①損害填補が目的かどうかについては、最高裁判例は、搭乗者傷害保険金は保険契約者及びその家族、知人等が被保険自動車に登場する機会が多いことに鑑み、搭乗者又はその相続人に定額の保険金を給付することによって、これらの者を保護しようとするものであるとして損害填補性を否定しています(最判h7.1.30)。

②給付原因と事故の因果関係はあり、③給付の趣旨からすると①の最判の考えでは控除は妥当でないとなり、④その給付には保険金を支払った保険会社に代位、求償等の調整約款はなく、⑤費用負担者は保険契約者であり加害者とは限らず、⑥負担した費用即ち搭乗者傷害保険料と保険金との間には対価性があります。

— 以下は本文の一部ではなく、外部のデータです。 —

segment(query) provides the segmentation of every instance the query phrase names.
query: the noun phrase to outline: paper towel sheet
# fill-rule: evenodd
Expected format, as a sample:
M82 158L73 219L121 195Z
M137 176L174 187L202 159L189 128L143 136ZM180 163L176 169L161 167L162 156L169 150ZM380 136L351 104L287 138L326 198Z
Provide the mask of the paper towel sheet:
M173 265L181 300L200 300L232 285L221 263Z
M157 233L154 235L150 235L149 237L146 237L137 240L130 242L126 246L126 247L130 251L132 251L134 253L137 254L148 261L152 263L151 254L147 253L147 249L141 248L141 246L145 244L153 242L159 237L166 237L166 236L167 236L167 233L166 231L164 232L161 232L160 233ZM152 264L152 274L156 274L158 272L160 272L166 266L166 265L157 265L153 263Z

①乃至⑥の基準を総合的に見て搭乗者傷害保険金は原則として損害賠償請求権から控除の対象にはならい即ち損益相殺する必要はないとなりますが、下級審には特に加害者が搭乗者傷害保険料を支払っていた場合、搭乗者傷害保険金支払は加害者の誠意の表れとして、被害者の精神的苦痛を軽減するものとしてその一部を慰謝料から控除する例があります。

「搭乗者傷害保険と慰謝料」記載の通り、東京三会交通事故処理委員会編損害賠償の諸問題Ⅱの東京地裁民事27部裁判官を囲む座談会での竹内裁判官レポート(同書214頁)によれば、搭乗者傷害保険金による慰謝料減額について「一概にどの程度の減額が相当であるかを論ずることは困難であり、事案毎に個別的に検討しなければならず」、「搭乗者傷害保険金の50%を超える減額は妥当でない」と述べ、同書218頁に別表として裁判例を数例上げ、1300万円の搭乗者傷害保険金を受領した上での慰謝料2000万円請求に対し、慰謝料を当時の赤い本基準1800万円から300万円減額した1500万円と認定した裁判例を紹介しています。

搭乗者傷害保険金の損益相殺については加害者の誠意の表れと評価できるかをケースバイケースで判断するしかありません。